En réponse, Michel Rocard persiste à estimer que Matignon n’était pas associé aux réunions des cellules de crise comme celles instituées après le déclenchement de l’offensive du FPR. Une note infrapaginale du rapport fait référence à un courrier adressé à la mission d’information par lequel Michel Rocard indique « que vérification faite après son audition, ni son conseiller sécurité ni son conseiller diplomatique ni son chef de cabinet militaire n’ont été conviés à ces réunions concernant le Rwanda[81] ». Des documents conservés dans le fonds privés montrent que Michel Rocard a recherché le témoignage de ses proches collaborateurs de Matignon pour confirmer cette mise à l’écart du Premier ministre. Son directeur de cabinet Jean-Paul Huchon n’a « jamais eu à connaître en quoi que ce soit du Rwanda », tandis que le chef de son cabinet militaire, le général Menu, n’a « aucun souvenir non plus[82] ».
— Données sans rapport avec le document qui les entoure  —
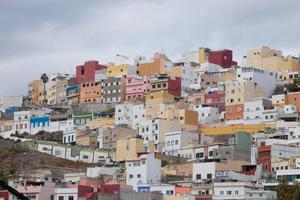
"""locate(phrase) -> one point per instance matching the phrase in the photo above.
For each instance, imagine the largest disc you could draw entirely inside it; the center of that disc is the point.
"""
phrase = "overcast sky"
(51, 36)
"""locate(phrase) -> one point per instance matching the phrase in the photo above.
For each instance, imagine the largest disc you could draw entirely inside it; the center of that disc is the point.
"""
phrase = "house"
(130, 148)
(108, 137)
(113, 90)
(136, 87)
(90, 92)
(218, 57)
(86, 73)
(144, 170)
(160, 64)
(270, 59)
(176, 140)
(234, 190)
(130, 114)
(66, 193)
(236, 94)
(206, 114)
(154, 130)
(165, 83)
(10, 101)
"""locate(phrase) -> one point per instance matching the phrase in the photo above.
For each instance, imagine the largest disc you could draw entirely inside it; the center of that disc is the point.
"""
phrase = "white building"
(69, 136)
(262, 78)
(206, 114)
(156, 129)
(22, 119)
(233, 190)
(130, 114)
(66, 193)
(145, 170)
(188, 76)
(253, 110)
(176, 140)
(203, 171)
(10, 101)
(191, 56)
« Sans vouloir polémiquer avec son ancien Premier Ministre », avance Roland Dumas, ce dernier se montre « un peu inquiet de constater que ce dernier n’écoutait pas beaucoup son Ministre des Affaires étrangères ». Michel Rocard suggère « que la réciproque avait pu être vraie » et propose « de laisser à la mission sa déposition écrite pour qu’elle soit étudiée ». Il poursuit son analyse des parties en présence dans le conflit, selon le compte rendu qui est fait par les services de l’Assemblée :
Il a récusé complètement la comparaison de la crise rwandaise avec celle du Tchad. Kadhafi était le chef d’un Etat étranger, dont les troupes n’étaient qu’étrangères alors que le Front patriotique rwandais était pour l’essentiel composé de Rwandais tutsis. Il a rappelé que Paul Kagame avait trois ans quand sa famille avait fui les persécutions anti-Tutsis. C’est pour cette raison qu’il était anglophone et qu’il avait fait toute sa carrière en Ouganda.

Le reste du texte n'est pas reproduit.